The key to growth in the third quarter is consumption, according to data published yesterday by the National Institute of Statistics (INE). Specifically, household consumption increased by 1.4% during this quarter. They are 0.5 points more than in the previous period and entail chaining together three consecutive quarters on the rise.

Consumption continues to grow against all odds, that is, despite inflation and rate hikes, and has taken over from exports, which were the engine of the economy during the beginning of the year, but which they have been losing strength following the slowdown in economic activity outside the Spanish borders.

“The GDP figure is a little better than expected, and probably confirms that Spain continues to grow above the Eurozone average. It is growth almost exclusively driven by consumption, especially by households, which are benefiting from an improvement in their disposable income given the drop in inflation”, says Ángel Talavera, from Oxford Economics.

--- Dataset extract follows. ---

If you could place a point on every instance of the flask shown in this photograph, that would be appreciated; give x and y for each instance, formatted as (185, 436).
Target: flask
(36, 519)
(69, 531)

How can this resilience of household consumption be explained? Well, based on two pillars: wages and employment. On the one hand, the data from Thursday’s Labor Force Survey are significant and show a new record number of people employed. On the other hand, wages are growing above inflation. “To the extent that consumption holds up well, it shows that the financial position of families is less strained”, says Oriol Aspachs, from CaixaBank Research. According to data from this entity, wages grew by 4.6% in September, well above inflation, which explains the recovery of families’ purchasing power.

“We calculated that there was room for consumption to grow during the second half of the year and it is being confirmed”, points out María Jesús Fuentes, from Funcas. As for the whole of 2023, Funcas maintains its calculations. “Our forecast was 2.4% and we maintain it. This would be achieved with a growth of 0.2% in the fourth quarter”, explains Fuentes.

If the consumption data are the most positive, on the other hand, investment weakens, with a setback of 0.8%, especially with a 2.2% fall in investment in construction.

In the foreign sector, both exports and imports show a significant drop, and have already accumulated two consecutive quarters of decline, a fact that shows the weakness of global and especially European demand.

The data published yesterday places GDP this quarter 2.1% above pre-pandemic levels. After the upward revision that the INE made in September of accounting in Spain for the period 2020-2022, the recovery of the level at the end of 2019 was anticipated in the summer of last year, and now it is already two points above. In yesterday’s figures, the INE also revised the growth in the second quarter down by one tenth, so that growth is more staggered, from more to less, with growth of 0.6%, 0.4 % and 0.3% respectively in the first three quarters of the year.

It is true that in the last few days the prognoses pointing to minimal growth in this third quarter had been lavished, even the daily GDP indicator that Airef works with came to indicate a contraction of 0.2% . However, in the end the INE data show a much more limited growth moderation and add up to a GDP increase of 0.3%.

According to the Ministry of Economy, this data confirms “the differential growth of the Spanish economy with respect to the main states of the euro zone and is in line with the macroeconomic forecasts included in the budget plan”.

For its part, the CEOE warns that the rise in interest rates and the geopolitical context may slow down activity and employment in the coming months, but despite this, it maintains its forecast of a growth of 2.4% in 2023.